« Newer Older »

If Irony Were God (By Beautiful Embers, not me)

If irony were god, you would be an atheist.
Every night you watch him move, listen to his voice soaring across the crowd in sweeping waves of power, grinding into the adults and children alike, and you wonder. Who is the angel in the black garments, brushing sweat-soaked hair away from his glimmering eyes? Not your brother, your idol. The peculiar little boy with the atrocious words and temperate hands is not embodied by this fair demeanor. Or was he inside all along, wearing a deceptive Halloween mask?
No, you do not recognize this beautiful, imperfect being that stalks the stage with his microphone. He has your brother's hands and your brother's smile, but he cannot be him.

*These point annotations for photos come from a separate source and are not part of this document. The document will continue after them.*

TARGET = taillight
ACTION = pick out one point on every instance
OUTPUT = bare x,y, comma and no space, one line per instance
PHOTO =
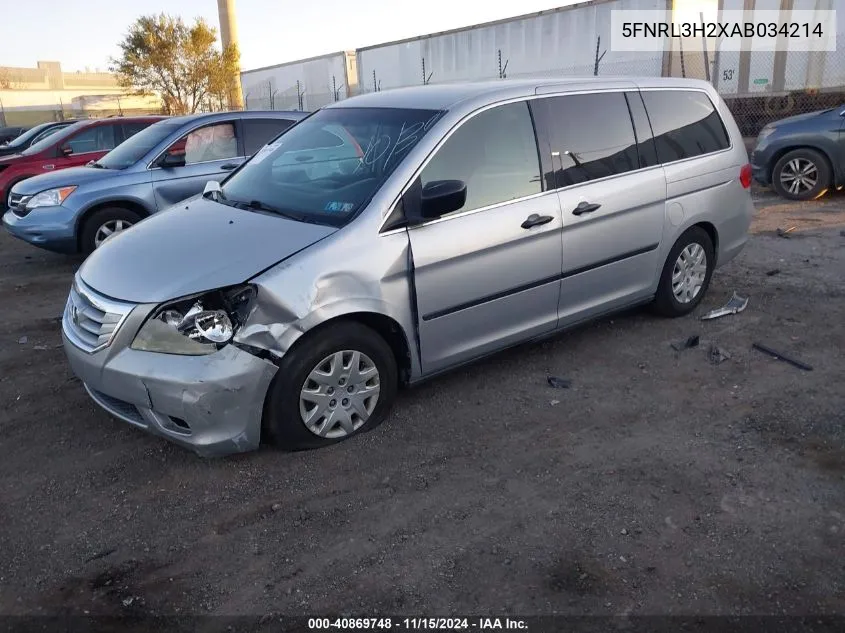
745,176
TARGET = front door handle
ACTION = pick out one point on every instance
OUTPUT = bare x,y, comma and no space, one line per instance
536,220
585,207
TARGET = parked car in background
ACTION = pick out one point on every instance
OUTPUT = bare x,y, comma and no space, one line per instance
10,133
75,145
32,136
77,209
802,156
396,235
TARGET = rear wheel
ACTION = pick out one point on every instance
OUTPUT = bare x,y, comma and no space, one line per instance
686,274
802,174
337,383
103,224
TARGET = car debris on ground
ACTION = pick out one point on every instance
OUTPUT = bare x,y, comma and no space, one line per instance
687,343
781,356
735,305
718,355
559,383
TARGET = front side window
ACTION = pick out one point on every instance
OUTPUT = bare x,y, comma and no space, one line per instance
132,150
95,138
212,142
259,132
592,137
685,124
327,167
46,142
494,153
42,135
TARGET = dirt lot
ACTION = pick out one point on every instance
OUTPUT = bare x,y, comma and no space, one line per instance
658,483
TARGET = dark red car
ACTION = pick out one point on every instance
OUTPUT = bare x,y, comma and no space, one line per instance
72,146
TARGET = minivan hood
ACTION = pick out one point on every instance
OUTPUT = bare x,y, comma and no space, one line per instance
63,178
193,247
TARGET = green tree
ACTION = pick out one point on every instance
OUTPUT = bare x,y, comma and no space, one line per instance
183,64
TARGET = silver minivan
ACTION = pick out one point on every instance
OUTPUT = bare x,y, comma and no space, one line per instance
396,235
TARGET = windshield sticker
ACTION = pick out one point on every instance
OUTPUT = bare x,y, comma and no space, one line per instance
264,151
342,207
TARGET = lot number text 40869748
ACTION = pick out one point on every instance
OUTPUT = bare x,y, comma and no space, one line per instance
414,624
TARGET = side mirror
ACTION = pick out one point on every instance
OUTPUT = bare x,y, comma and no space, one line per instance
170,160
212,190
440,197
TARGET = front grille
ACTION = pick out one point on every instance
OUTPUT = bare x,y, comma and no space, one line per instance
90,320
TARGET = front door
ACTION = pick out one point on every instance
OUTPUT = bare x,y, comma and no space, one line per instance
612,196
206,153
488,274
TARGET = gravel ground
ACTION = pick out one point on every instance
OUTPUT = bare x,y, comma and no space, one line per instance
658,483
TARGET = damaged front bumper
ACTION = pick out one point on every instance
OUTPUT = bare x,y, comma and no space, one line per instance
210,404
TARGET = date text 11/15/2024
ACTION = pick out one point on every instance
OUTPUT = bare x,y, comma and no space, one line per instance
416,624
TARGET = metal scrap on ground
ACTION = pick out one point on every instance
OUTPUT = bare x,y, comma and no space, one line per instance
691,341
735,305
780,356
718,355
559,383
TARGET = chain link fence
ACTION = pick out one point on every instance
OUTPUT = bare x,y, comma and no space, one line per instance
759,87
296,97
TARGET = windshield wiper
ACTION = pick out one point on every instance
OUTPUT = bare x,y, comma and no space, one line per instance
260,206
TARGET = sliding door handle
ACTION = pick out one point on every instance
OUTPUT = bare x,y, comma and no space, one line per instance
585,207
536,220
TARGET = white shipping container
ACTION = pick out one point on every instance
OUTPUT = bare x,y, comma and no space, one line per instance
560,41
275,87
751,72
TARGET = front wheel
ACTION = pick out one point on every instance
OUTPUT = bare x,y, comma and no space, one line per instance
338,382
103,224
686,274
802,174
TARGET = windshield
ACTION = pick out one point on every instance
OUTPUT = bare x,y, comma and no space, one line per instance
327,167
23,139
52,139
138,145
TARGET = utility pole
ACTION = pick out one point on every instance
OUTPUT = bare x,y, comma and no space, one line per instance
229,37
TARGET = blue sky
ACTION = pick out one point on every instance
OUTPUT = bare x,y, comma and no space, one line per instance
85,34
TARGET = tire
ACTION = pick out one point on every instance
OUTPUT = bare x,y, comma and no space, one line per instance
88,240
813,175
666,303
284,424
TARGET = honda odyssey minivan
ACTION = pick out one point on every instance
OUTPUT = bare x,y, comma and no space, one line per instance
396,235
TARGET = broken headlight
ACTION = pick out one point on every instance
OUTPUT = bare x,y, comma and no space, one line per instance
196,325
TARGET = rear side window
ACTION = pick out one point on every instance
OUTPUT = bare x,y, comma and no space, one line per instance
685,124
95,138
642,130
259,132
494,153
593,135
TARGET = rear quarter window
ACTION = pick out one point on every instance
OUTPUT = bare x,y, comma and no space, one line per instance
685,123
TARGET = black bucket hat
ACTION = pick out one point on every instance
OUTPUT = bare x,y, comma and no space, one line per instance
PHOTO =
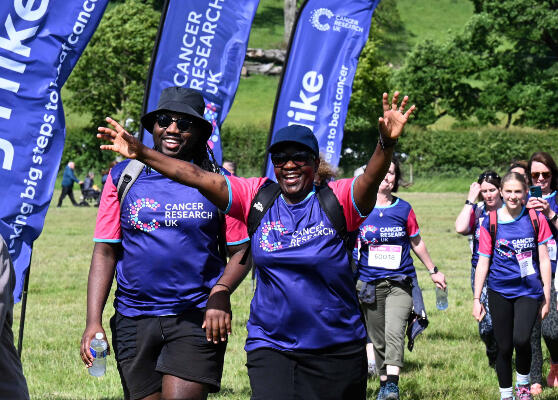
180,100
295,134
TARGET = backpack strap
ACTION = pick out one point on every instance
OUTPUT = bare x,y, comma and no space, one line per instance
127,179
334,211
493,226
262,201
534,223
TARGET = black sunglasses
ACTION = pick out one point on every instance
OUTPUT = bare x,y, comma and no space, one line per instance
299,158
183,124
489,175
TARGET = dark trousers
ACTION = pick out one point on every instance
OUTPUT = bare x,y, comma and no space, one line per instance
295,375
67,190
513,321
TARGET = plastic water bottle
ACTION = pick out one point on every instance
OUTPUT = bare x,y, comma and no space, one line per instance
99,351
441,298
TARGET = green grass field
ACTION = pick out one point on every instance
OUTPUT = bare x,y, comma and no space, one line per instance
448,360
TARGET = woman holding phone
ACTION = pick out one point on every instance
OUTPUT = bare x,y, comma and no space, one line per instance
543,175
484,196
515,260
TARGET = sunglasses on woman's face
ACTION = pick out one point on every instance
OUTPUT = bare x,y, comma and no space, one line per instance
183,124
300,158
545,175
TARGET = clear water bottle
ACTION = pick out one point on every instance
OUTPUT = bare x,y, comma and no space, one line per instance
441,298
99,351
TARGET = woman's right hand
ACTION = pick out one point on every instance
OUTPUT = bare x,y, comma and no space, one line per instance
218,316
478,310
122,142
474,191
87,337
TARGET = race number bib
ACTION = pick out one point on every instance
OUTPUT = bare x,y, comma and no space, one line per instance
551,244
386,256
526,263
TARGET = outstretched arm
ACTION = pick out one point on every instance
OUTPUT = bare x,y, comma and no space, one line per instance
211,185
390,126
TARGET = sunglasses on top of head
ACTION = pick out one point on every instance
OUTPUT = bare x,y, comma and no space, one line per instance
300,158
545,175
183,124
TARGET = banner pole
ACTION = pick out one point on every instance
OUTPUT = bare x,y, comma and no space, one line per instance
152,64
270,135
23,308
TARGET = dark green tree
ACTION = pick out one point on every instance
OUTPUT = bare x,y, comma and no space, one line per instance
504,62
386,42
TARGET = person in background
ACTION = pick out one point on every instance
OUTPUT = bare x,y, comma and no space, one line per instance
68,180
305,333
483,197
13,385
542,171
385,277
519,166
515,260
230,166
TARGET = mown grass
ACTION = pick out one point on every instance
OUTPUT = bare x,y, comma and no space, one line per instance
448,360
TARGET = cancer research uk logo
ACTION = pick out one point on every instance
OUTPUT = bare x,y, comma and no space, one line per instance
134,210
323,19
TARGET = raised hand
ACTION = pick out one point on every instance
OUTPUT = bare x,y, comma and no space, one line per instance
392,123
122,142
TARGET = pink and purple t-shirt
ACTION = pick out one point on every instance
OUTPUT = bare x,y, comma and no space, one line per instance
169,259
514,269
305,297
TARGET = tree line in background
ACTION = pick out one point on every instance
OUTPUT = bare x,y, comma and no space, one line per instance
500,69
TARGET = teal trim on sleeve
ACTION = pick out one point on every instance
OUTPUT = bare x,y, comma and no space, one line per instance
230,195
353,198
238,242
416,234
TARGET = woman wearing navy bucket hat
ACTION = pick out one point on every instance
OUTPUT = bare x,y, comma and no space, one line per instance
306,338
161,238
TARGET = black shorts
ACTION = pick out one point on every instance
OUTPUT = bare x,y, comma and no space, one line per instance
146,348
332,374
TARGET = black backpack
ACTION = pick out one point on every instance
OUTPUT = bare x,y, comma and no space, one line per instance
268,193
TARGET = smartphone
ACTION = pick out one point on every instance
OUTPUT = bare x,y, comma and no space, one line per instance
535,191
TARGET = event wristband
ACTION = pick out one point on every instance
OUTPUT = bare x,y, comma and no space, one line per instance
386,143
225,286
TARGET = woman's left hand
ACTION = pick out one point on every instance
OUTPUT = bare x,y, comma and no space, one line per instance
545,308
392,123
439,279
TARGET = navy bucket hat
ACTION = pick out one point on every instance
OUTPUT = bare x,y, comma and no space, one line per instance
181,100
295,134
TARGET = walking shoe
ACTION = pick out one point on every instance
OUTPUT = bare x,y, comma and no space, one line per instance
523,392
381,394
391,392
536,389
552,379
371,369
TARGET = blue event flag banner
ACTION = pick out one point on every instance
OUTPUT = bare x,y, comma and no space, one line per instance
40,43
201,45
316,85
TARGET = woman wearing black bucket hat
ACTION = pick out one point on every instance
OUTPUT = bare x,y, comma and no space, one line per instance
305,334
161,238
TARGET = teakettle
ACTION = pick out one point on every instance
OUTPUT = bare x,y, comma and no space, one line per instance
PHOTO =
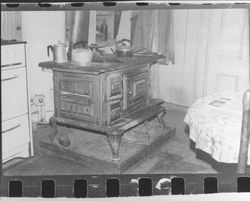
59,52
81,55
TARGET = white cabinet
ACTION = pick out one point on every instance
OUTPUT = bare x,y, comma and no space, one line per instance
16,125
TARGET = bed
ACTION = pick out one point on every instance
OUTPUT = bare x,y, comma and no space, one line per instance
215,125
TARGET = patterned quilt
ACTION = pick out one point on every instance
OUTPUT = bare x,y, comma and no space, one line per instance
215,125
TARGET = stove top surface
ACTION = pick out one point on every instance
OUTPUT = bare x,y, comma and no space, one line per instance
10,42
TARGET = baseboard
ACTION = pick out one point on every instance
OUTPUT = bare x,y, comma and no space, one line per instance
175,107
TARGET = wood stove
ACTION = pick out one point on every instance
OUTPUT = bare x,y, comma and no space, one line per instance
105,97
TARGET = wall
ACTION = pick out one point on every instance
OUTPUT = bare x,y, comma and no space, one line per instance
41,29
211,50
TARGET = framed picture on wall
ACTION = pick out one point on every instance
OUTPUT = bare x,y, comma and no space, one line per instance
104,25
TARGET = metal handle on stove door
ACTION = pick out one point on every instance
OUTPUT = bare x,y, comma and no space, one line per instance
10,129
9,78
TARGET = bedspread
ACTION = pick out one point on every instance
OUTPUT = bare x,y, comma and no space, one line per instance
215,125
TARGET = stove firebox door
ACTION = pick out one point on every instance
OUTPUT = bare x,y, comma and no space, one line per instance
114,86
136,90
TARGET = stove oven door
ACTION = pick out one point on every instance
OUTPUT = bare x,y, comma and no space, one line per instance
136,90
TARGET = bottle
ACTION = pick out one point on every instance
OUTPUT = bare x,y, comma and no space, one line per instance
104,29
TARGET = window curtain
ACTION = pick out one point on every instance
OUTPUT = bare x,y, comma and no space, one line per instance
154,29
148,25
11,25
77,28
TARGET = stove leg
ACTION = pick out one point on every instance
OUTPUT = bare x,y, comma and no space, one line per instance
52,123
114,143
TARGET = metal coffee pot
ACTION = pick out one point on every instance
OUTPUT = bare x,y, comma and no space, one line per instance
59,52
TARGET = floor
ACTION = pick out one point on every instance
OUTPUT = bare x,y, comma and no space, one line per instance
178,155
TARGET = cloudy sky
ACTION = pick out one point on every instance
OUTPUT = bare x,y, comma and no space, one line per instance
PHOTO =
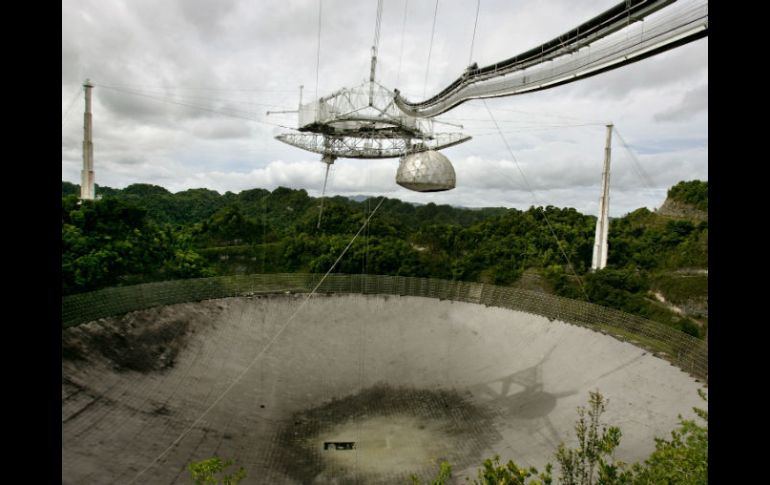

“What are you doing, Gerard?”
A childish question, really. Simple, unobtrusive. He always answered you, just because you were Mikey. His baby brother, whom he could deny nothing. Had you been an adult or fellow child, his dark eyes would have burnt you alive in resentment for interrupting his work. But you are Mikey, the toddling little shadow, and he loves you.
“I'm drawing, Mikey. See?” He answers matter-of-factly, holding out the pad of paper for your nearsighted eyes.
He turns the ordinary notebook toward you, revealing a sketch scrawled in pencil and red marker. You think of it as magic, this transformation of white lined paper into pictorial stories. Gerard always draws unusual things, and you cannot help but marvel at how much more enriched the paper looks now that it is filled with something bold and brilliant.
Monsters spill from a closet that you recognize as your own, scampering over bedpost and floorboard in gleeful malevolence. In the center sits a cardboard box, with two small heads peeking from within the dark depths. You recognize your thick glasses, ridiculously over-sized, and Gerard's pale round face. It seems that the monsters wish to climb inside the box with you both, and yet they fail to reach quite far enough with stunted arms to spill over the top. The picture frightens you slightly, but you take comfort in the pudgy marker-smudged hand that grasps the paper. At the age of six you do not entirely understand the symbolism, thinking these pictures are only representations of the characters that run rampant through the horror films that you watch together on so many nights.
“It's not real, Mikey. Don't worry. I'll never let them hurt you.” Gerard assures you, all seriousness and honesty.
“I know.” You respond, reaching to touch the drawing with hesitant fingers.
You almost expect it to bite you, but it doesn't. It stays cold and lifeless beneath your skin, imprisoned by the lines of the paper and your brother's firm marker strokes. Out of the corner of your sight you see Gerard smiling, proud that his brother is willing to be courageous, rather than call him a freak and shove him into puddles as the other neighborhood children do.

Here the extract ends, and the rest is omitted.